The use of systemic steroids as an antiemetic has been well confirmed in the literature and is often used in routine anesthesia practice. Meanwhile, a recent meta-analysis, which added dexamethasone to LAs in TAP for perineural administration, also found decreased postoperative nausea and vomiting (PONV).33 Although this finding is contrary to our study, it may be a byproduct of better analgesia effect, resulting in the reduction of opioid use. The potential adverse effects of dexamethasone include immune suppression, increased blood glucose, the risk of infection and impaired wound healing.24 In this study, the increase in postoperative blood glucose may be caused by the continuous use of dexamethasone. Since we excluded patients with diabetes before surgery, the glucose metabolism function of both groups was normal. This blood glucose fluctuation may return to normal after the withdrawal of dexamethasone. Besides, no incision infection or other adverse events were observed in any patient, despite the rise of postoperative blood glucose.

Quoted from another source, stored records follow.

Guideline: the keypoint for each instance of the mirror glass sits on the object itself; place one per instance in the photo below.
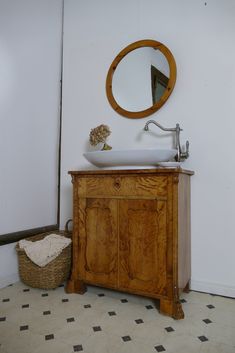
(141, 78)
(137, 83)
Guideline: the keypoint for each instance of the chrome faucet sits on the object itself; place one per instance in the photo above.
(180, 155)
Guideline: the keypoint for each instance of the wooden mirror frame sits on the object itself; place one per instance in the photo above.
(171, 83)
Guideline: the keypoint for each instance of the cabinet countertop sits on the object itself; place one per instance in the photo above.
(131, 171)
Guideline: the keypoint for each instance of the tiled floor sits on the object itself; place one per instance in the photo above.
(104, 321)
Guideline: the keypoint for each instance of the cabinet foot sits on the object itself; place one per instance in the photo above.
(75, 286)
(171, 308)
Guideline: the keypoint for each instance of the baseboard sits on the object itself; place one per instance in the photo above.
(5, 281)
(213, 288)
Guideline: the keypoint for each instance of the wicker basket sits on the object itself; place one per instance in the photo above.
(54, 273)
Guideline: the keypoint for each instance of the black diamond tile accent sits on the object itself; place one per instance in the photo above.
(49, 337)
(77, 348)
(160, 348)
(112, 313)
(203, 338)
(149, 307)
(169, 329)
(24, 327)
(139, 321)
(207, 321)
(97, 328)
(124, 300)
(210, 306)
(183, 301)
(70, 319)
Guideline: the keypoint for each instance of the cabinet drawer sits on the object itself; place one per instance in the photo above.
(111, 186)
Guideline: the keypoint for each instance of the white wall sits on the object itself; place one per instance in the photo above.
(201, 37)
(30, 66)
(30, 69)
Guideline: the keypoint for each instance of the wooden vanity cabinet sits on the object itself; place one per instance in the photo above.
(132, 233)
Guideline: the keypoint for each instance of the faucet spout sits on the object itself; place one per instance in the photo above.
(180, 155)
(146, 127)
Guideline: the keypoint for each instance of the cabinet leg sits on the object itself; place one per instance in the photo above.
(171, 308)
(75, 286)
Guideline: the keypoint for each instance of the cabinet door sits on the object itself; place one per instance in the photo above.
(97, 256)
(143, 246)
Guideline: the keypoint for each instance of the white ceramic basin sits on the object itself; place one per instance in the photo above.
(144, 157)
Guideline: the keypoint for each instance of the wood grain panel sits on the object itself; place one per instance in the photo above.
(123, 186)
(143, 245)
(98, 241)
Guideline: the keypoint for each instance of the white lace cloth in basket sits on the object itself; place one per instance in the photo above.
(41, 252)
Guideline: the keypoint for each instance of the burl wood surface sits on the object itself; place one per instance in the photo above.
(132, 233)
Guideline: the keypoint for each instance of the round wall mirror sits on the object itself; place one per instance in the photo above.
(141, 78)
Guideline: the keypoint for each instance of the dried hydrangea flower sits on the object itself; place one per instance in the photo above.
(99, 134)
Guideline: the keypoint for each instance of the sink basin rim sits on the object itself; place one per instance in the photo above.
(130, 157)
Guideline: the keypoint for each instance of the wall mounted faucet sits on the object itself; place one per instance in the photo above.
(181, 156)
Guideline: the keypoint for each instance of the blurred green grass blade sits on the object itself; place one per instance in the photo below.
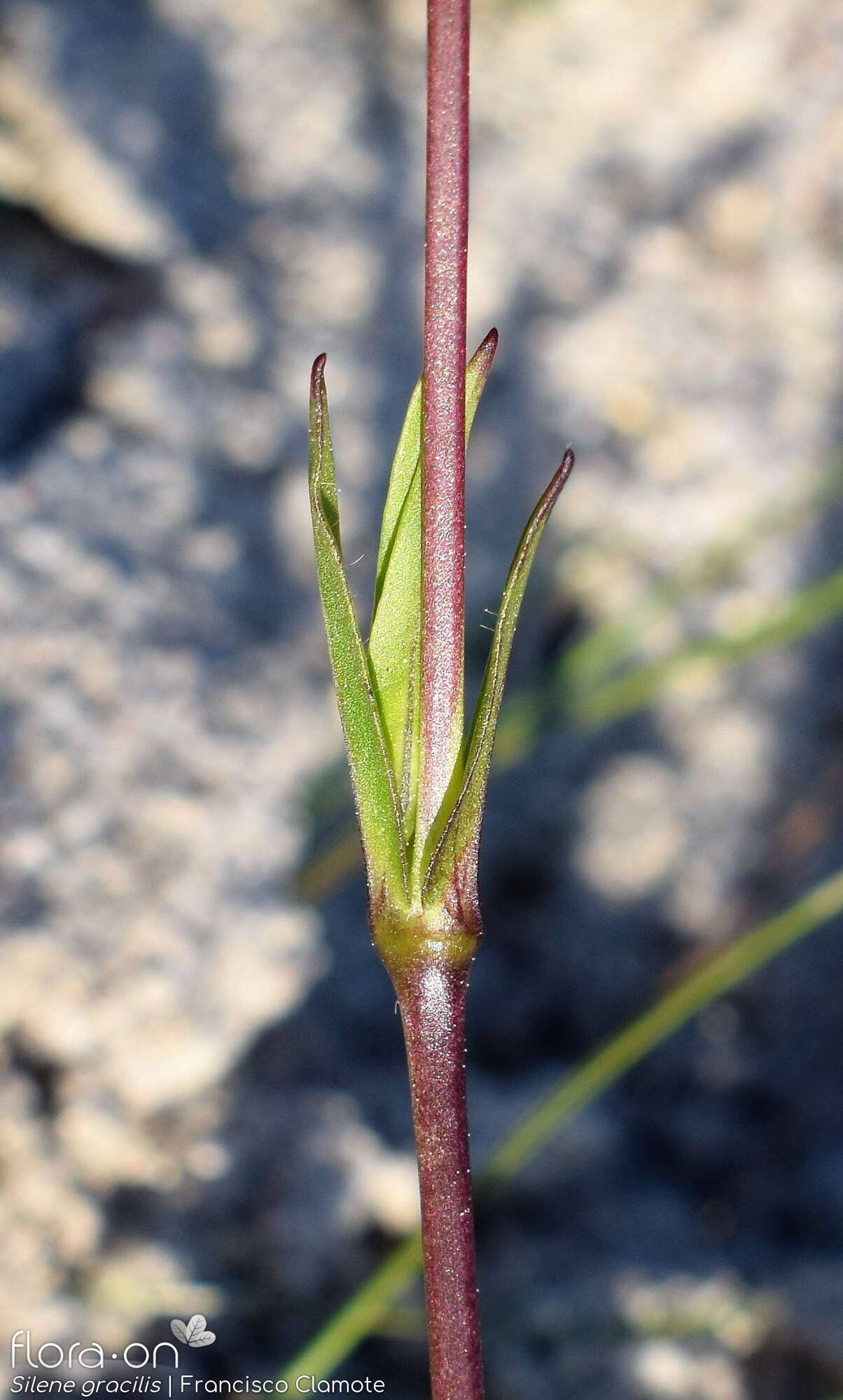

The present study has several limitations. First, the optimal dosage of dexamethasone was not compared experimentally. Further studies are recommended to improve our understanding of the dose and concentration of other LAs and adjuvants. Second, there was no sensory testing during the operation, while the patients were extubated and unconscious. Instead, we confirmed the adequate distribution of LAs in the target layer by ultrasound. Finally, this was a single-center study. However, the same team of performing surgeons and anesthetists ensured the standardization and consistency of the work. To add more evidence, multicenter studies are warranted to test the results and conclusions of our trial.

Conclusion

We conclude that the addition of perineural dexamethasone to ropivacaine for cSAPB significantly prolonged the duration of analgesia and motor blockade, reduced pain intensity and rescued analgesia requirements after the end of PCA infusion for patients undergoing VATS. Although there was no report of adverse events directly related to our trial, we are unable to comment on the safety of this therapeutic approach due to the lack of the blood concentration test of LAs and adjuvants. In conclusion, adding dexamethasone to ropivacaine in cSAPB improved the analgesia effect and reduced rescue analgesia requirements after the end of PCA infusion for VATS, which may provide further supplementary and improvement to the continuous perineural block.